Pierre-Olivier Gourinchas, the International Monetary Fund’s chief economist who is set to leave his post next week to return to academic life, said Federal Reserve Chair Kevin Warsh’s decision to scale back explicit forward guidance on monetary policy was "entirely appropriate." In an interview, Gourinchas described the move as a correction to a form of central bank communication that had become untenable when it locked policy promises to a specific future course regardless of economic developments.
Gourinchas said strong forward guidance had received "really bad press" because it tied central banks to future actions that might prove inappropriate as conditions changed. He pointed to the period when U.S. inflation surged in 2021 and 2022, saying the earlier commitments to hold rates steady made rapid policy adjustment costly. "That is something that is not tenable, of course," he said.
While endorsing a retreat from rigid, prescriptive guidance, Gourinchas emphasized that some degree of guidance is unavoidable. "So I think moving away from these strong forms of forward guidance is entirely appropriate. Saying there is no forward guidance, I don’t think that is actually the case ever. You do it explicitly, or implicitly, the market is going to form a view," he said.

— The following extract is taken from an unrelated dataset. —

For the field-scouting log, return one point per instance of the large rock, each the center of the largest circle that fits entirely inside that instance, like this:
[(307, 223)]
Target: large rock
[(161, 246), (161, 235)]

The comments came as Warsh, who took over as Fed chair last month, initiated a broad review of how the central bank makes decisions and communicates with the public. In his first policy meeting as chair, Warsh secured a unanimous consensus for a simplified policy statement that removed any explicit forward guidance about near-term policy actions.
Gourinchas’ remarks are the first substantive commentary from a senior IMF official on the Fed’s new communication stance. They follow longstanding IMF recommendations that central banks be transparent about their policy intentions to help anchor inflation expectations. He noted the IMF had observed other central banks moving toward similar approaches, even as many remain within inflation-targeting frameworks designed to manage inflation one to two years into the future.
Gourinchas stressed the practical limits of eliminating guidance entirely. Markets, businesses and banks continuously seek signals to set long-term borrowing costs, make investment decisions and price mortgages. That demand for information extends beyond the Federal Open Market Committee’s periodic rate decisions. "You need to provide some amount of guidance, so that the market will form some views about what the long-term rates are going to be, and that actually is what’s going to have an influence on the conditions," he said.
Even when central bankers refrain from explicit projections, Gourinchas argued they will act to correct market expectations that drift too far from their intended stance. "If that view somehow is not the one that you want to communicate, central banks will communicate differently, and they will try to guide where they want it to be," he said.
His comments underline a balancing act for policymakers: reducing commitment to fixed future actions in order to preserve flexibility, while still supplying enough information for markets to form sensible expectations about long-term rates. That balance, Gourinchas suggested, is central to how policy influences financial conditions without creating unwanted constraints on future responses.